RIOT IN CELL BLOCK 11, 1954, Republic (Paramount), 80 min. Enterprising indie producer, Walter Wanger (YOU ONLY LIVE ONCE, INVASION OF THE BODY SNATCHERS) had just been released from prison after serving a short term for shooting the man he believed was carrying on with his wife. Horrified at the conditions he experienced in stir, he recruited director Don Siegel (BABY FACE NELSON, DIRTY HARRY) to help tell the story of what it was like inside. An extremely down-and-dirty, realistic look at penitentiary life and a riot fomented by mistreatment of inmates. The entire cast is superb, including Neville Brand as the comparatively moral convict leader, Leo Gordon (an ex-con himself) as a brutal psychopath and Emile Meyer as the warden. Uncompromising and unflinching, especially for the time period. NOT ON DVD.

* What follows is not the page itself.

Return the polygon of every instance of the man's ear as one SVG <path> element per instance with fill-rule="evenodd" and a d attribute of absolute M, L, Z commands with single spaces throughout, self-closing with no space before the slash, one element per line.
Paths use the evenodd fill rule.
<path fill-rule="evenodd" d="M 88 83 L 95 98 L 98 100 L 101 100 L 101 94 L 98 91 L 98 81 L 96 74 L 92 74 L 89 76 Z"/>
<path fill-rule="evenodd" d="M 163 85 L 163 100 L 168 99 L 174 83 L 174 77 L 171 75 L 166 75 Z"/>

Thursday, February 22 – 7:30 PM

Double Feature:

CARLITO’S WAY, 1993, Universal, 144 min. Older-but-wiser gangbanger Carlito Brigante (Al Pacino) is released from prison hoping to go legit managing his own nightclub -- but loyalty to his clueless, cokehead lawyer (Sean Penn in a flawless, soul-destroying portrait) and the paranoia and macho one-upmanship of the ‘hood stack the odds against him. David Koepp’s screenplay was based on two excellemt short novels, Carlito’s Way and After Hours by writer Edwin Torres (a former judge on New York’s Supreme Court). This hardboiled, neo-noir gangster masterpiece directed by Brian De Palma also stars Penelope Ann Miller, Luis Guzman, John Leguizamo and Viggo Mortensen (in one of his best supporting roles before major stardom). "…among De Palma’s best work… first and last a character study, a portrait of a man who wants to be better than he is." – Roger Ebert, Chicago Sun-Times

MEAN STREETS, 1973, Warners, 110 min. Director Martin Scorsese’s shattering, insider’s look at small-time hoods in Little Italy stars Harvey Keitel as a guilt-obsessed Catholic trying to make good, and Robert De Niro as Keitel’s terminal screw-up of a cousin, Johnny Boy. Most of MEAN STREETS was shot – believe it or not – in Los Angeles (only exteriors were filmed in New York); it quickly became Scorsese’s calling-card as director, and a stunning prequel to the awesome TAXI DRIVER. Scorsese’s use of pop, rock and traditional Italian music blends seamlessly on the soundtrack, forging an unforgettable aural backdrop to this poignant, vividly violent tale of gangland angst.